What’s more likely to damage the outlook for Democrats in the 2020 election is weakness and indecision. We already know that 35 to 40 percent of Americans support Trump. Given that his supporters only believe what Fox News and other conservative media tell them, they will vote for him no matter what happens. Likewise, for those independent voters who haven’t yet made up their minds about Trump (if they even exist), an impeachment inquiry might reveal details that give them reason to either vote against him or to stay home on election day.
The voters Democratic leaders need to most worry about are those in their own base. Since Democrats are the majority party, voter turnout is critical. Failing to hold Trump accountable could well demoralize Democrats. But an impeachment inquiry is almost certain to energize Democrats to vote.
If all of that isn’t enough to convince Democratic leaders to do the right thing, they should re-read Article II, Section 4 of the Constitution which states, “The President, Vice-President and all civil officers of the United States, shall be removed from Office on Impeachment for, and Conviction of, Treason, Bribery, or other high Crimes and Misdemeanors.” (Note that it says shall.
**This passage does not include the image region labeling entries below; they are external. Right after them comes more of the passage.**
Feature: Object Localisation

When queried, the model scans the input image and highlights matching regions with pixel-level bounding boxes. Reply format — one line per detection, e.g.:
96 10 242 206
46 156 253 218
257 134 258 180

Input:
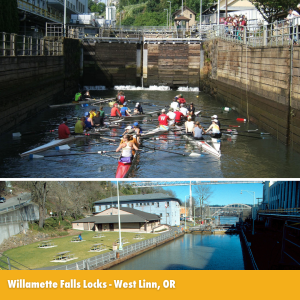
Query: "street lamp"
241 190 255 235
167 0 172 27
117 181 123 251
164 8 169 27
64 0 67 37
184 195 190 229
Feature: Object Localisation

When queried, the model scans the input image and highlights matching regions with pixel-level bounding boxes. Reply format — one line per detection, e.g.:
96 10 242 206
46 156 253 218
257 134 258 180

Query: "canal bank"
95 232 184 270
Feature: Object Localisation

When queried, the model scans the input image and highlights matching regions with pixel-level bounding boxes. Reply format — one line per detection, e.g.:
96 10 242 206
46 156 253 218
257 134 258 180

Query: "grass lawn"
0 231 157 269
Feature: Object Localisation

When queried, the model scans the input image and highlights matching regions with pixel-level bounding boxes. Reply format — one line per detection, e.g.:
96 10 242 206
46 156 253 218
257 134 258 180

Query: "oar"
141 145 201 156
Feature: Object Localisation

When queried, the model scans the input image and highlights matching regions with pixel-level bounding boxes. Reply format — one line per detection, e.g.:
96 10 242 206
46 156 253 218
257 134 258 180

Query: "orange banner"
0 271 300 300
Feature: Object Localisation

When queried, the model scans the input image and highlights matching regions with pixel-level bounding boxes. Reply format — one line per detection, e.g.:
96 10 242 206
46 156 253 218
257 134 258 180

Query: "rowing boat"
49 99 111 108
116 152 138 178
183 135 221 158
20 136 84 157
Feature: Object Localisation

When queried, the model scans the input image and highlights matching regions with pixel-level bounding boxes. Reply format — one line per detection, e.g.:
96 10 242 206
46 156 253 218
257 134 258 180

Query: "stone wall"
0 39 80 133
83 43 141 87
143 44 200 88
200 40 300 151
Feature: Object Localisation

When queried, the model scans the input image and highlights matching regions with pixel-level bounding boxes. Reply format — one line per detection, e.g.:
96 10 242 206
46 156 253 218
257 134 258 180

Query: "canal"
0 87 300 178
110 234 245 270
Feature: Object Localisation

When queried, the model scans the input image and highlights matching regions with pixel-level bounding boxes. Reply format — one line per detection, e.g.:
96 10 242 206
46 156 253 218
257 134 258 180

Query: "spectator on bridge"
285 7 300 45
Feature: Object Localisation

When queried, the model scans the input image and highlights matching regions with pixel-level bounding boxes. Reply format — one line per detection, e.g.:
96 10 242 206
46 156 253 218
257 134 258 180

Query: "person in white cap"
135 102 144 114
211 115 221 128
158 109 169 130
167 107 176 127
205 119 222 139
170 98 179 111
179 103 189 117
Not can, may or if it’s convenient.) If gaining the office with the help of a foreign adversary, failing to follow the Constitution, obstructing justice, suborning perjury and witness tampering don’t qualify as high crimes and misdemeanors, it’s difficult to imagine what would.
Finally, they should look to the recent town hall meeting held by Rep. Justin Amash for inspiration. A staunch conservative, Amash is the first member of the Republican caucus to call for impeachment. And, when he laid out his case to his skeptical constituents, they rose to their feet and gave him a standing ovation – proof that it pays to have the courage to do the right thing.